D.P. Waddilove, Notre Dame Law School, has posted Aspects of Equity in 1600: Wills, Forfeitures, and Trusts, which is forthcoming in Essays on the History of Equity, edited by David Foster and Charles Mitchel:
The Court of Chancery in 1600 stood somewhere on the bridge between medieval dispenser of ad-hoc justice and sclerotically rigid Regency court of punctilio. Equity was in an uncertain state, no longer unpredictably free-form, but not yet driven to the regularity of fully precedential lawlikeness.--Dan Ernst
At the time, the Great Seal was in the hands of Sir Thomas Egerton, Lord Keeper from 1596 to 1603, and Lord Chancellor (as Lord Ellesmere) from 1603 to his death in 1617. Although recognized in his own day and immediately afterward as particularly significant for the development of equity, legal history has tended to disregard him thanks to overreliance upon printed reports, which begin to cover the court meaningfully only after his tenure.

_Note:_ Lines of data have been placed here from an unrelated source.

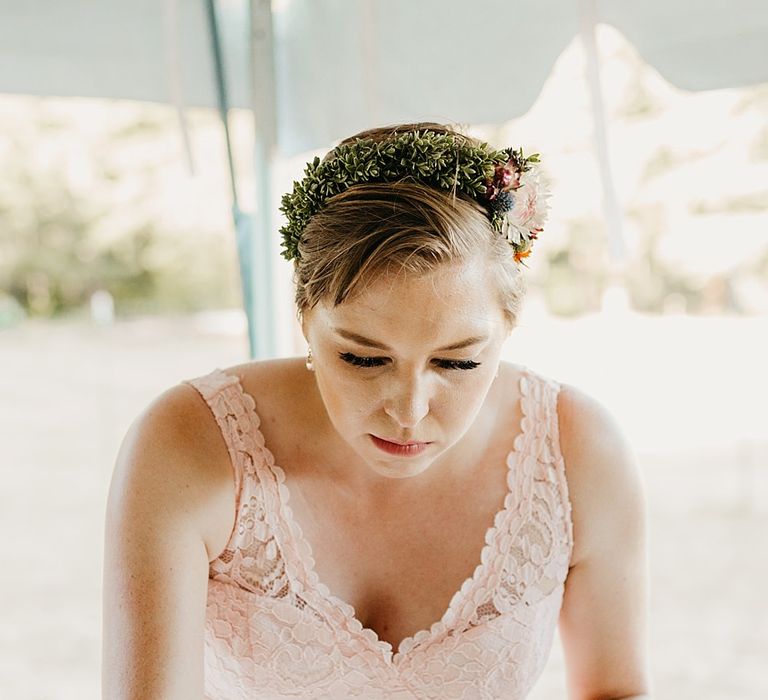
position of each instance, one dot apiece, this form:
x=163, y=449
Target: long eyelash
x=459, y=364
x=361, y=361
x=378, y=361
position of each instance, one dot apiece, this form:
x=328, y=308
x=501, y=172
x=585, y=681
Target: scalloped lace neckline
x=300, y=547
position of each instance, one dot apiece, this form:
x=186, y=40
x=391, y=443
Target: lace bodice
x=273, y=630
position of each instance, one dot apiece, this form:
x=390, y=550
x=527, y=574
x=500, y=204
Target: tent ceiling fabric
x=343, y=65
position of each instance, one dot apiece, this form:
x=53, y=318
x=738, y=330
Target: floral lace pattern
x=273, y=630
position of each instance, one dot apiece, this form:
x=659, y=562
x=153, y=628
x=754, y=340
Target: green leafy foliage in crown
x=492, y=177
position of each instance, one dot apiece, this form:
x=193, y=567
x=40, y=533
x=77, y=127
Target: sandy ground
x=690, y=394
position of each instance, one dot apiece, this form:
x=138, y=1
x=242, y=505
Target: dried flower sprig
x=505, y=181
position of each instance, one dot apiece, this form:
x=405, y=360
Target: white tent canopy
x=314, y=71
x=343, y=65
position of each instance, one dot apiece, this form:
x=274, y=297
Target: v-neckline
x=297, y=551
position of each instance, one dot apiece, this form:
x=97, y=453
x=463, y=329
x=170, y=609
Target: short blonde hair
x=406, y=226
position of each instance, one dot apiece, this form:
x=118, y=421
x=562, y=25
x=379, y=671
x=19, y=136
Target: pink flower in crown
x=531, y=208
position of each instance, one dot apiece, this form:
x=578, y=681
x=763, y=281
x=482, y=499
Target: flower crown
x=506, y=183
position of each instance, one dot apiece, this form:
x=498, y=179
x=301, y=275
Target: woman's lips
x=394, y=448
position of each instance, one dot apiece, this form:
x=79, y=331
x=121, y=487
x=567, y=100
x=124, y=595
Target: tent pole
x=263, y=328
x=611, y=206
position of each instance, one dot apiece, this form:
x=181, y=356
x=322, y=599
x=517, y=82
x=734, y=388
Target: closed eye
x=359, y=361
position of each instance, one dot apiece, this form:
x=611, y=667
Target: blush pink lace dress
x=273, y=630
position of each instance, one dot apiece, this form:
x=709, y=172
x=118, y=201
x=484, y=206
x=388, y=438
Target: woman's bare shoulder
x=600, y=464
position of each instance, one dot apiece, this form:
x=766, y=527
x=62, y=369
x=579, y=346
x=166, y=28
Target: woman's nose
x=409, y=405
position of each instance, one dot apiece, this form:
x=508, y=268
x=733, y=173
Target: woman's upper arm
x=603, y=620
x=155, y=558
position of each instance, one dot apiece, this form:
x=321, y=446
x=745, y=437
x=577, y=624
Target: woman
x=400, y=514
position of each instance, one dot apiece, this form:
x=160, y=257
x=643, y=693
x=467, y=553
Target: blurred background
x=139, y=247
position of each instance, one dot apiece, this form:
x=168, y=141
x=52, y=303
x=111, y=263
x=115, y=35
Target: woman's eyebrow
x=367, y=342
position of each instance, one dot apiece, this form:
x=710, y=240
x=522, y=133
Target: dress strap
x=553, y=457
x=219, y=391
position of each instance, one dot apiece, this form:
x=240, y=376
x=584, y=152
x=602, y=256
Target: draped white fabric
x=342, y=65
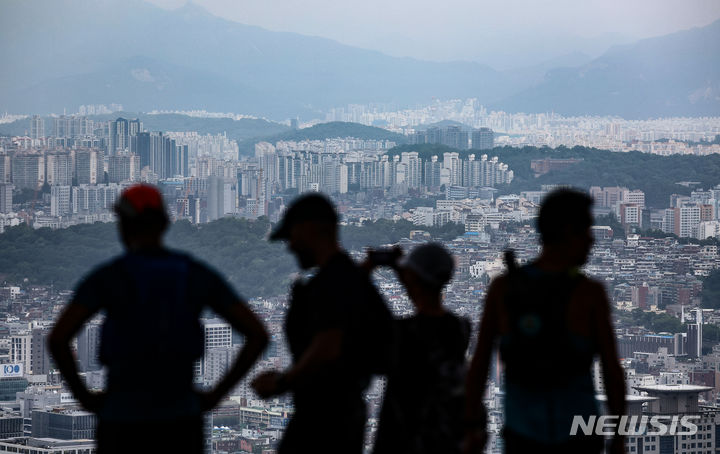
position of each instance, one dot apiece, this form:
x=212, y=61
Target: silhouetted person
x=152, y=299
x=549, y=322
x=424, y=399
x=330, y=326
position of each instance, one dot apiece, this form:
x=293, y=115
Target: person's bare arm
x=243, y=320
x=613, y=375
x=325, y=348
x=66, y=327
x=475, y=416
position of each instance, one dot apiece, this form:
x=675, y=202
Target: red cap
x=139, y=199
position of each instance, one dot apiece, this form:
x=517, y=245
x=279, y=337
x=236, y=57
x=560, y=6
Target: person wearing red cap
x=152, y=299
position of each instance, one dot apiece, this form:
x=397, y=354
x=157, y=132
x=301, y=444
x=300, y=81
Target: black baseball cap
x=310, y=207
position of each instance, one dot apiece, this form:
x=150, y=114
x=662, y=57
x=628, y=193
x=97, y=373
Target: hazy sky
x=501, y=33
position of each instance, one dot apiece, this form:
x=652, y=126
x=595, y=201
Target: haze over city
x=424, y=128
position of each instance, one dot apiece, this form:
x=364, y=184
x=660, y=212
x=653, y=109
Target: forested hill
x=236, y=247
x=657, y=176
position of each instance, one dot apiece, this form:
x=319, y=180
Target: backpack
x=538, y=337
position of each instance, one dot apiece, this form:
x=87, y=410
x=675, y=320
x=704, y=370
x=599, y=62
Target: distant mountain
x=673, y=75
x=60, y=54
x=144, y=57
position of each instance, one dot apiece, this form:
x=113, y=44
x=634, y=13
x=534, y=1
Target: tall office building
x=161, y=154
x=451, y=161
x=218, y=335
x=89, y=167
x=40, y=360
x=28, y=170
x=5, y=168
x=37, y=127
x=120, y=132
x=6, y=198
x=432, y=174
x=60, y=200
x=413, y=169
x=483, y=139
x=455, y=137
x=58, y=169
x=88, y=347
x=123, y=167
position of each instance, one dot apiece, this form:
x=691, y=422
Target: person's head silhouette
x=310, y=228
x=564, y=224
x=142, y=216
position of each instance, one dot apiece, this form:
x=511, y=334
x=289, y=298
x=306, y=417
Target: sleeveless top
x=548, y=377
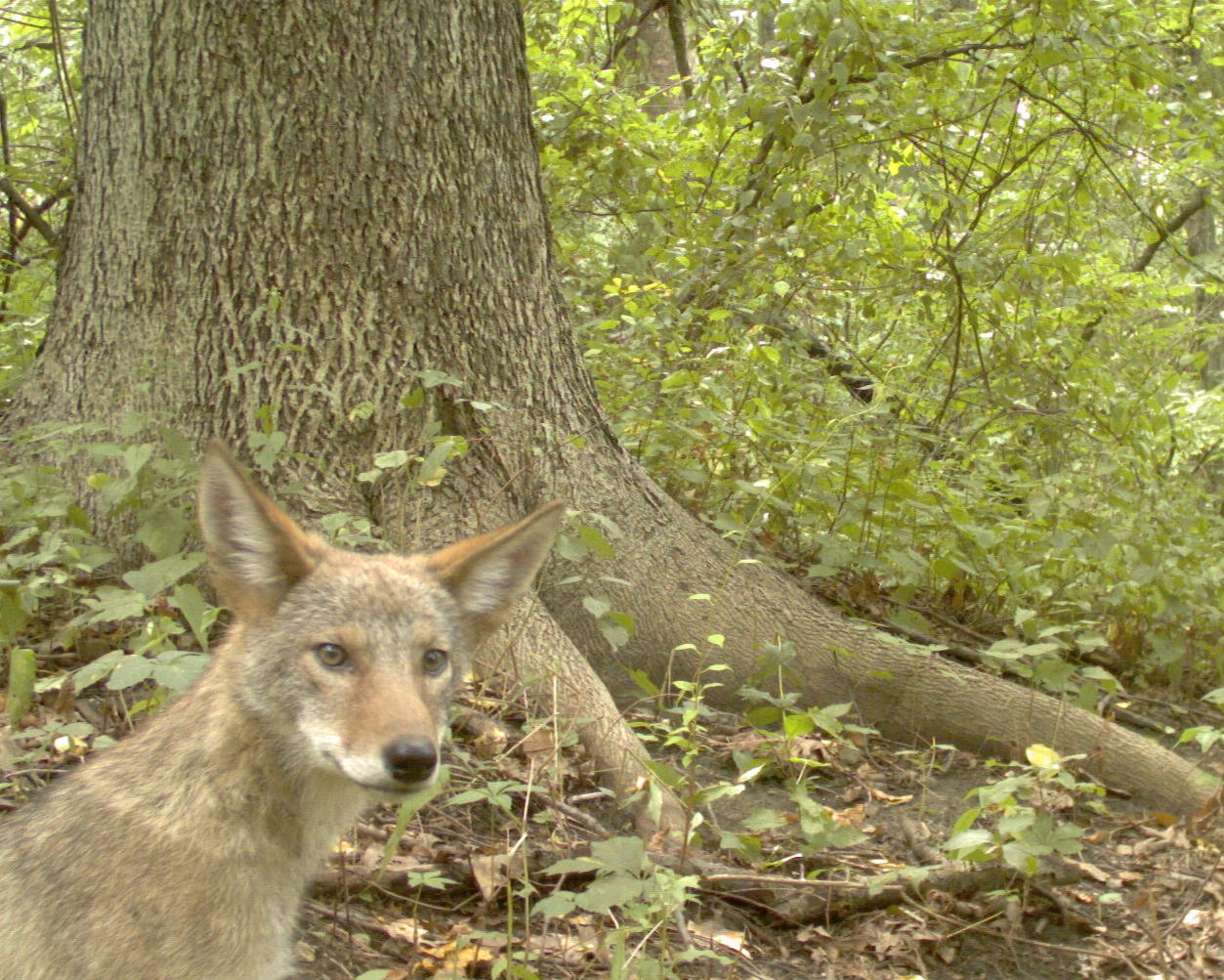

This paper, based on a comprehensive review of the daily record of the court, the Chancery Register, for the legal year beginning 1600 (9 October 1600 - 8 October 1601), considers aspects of equity to assess their state of development and shed light on Egerton's influence. Supplemented with the manuscript Chancery reports first printed by Professor Hamilton Bryson in Selden Society volumes of 2000-2001, it considers three major areas of equitable jurisdiction. Two of these, securities (such as bonds and mortgages) and trusts, are often considered the main jurisdictions of Chancery. The third, disputes over testamentary matters and decedents’ estates, became stereotypically associated with Chancery in Dickens's Bleak House, and also formed a major aspect of equitable jurisdiction. This paper thus sheds light on the nature of equitable development in these major areas in an under-studied period.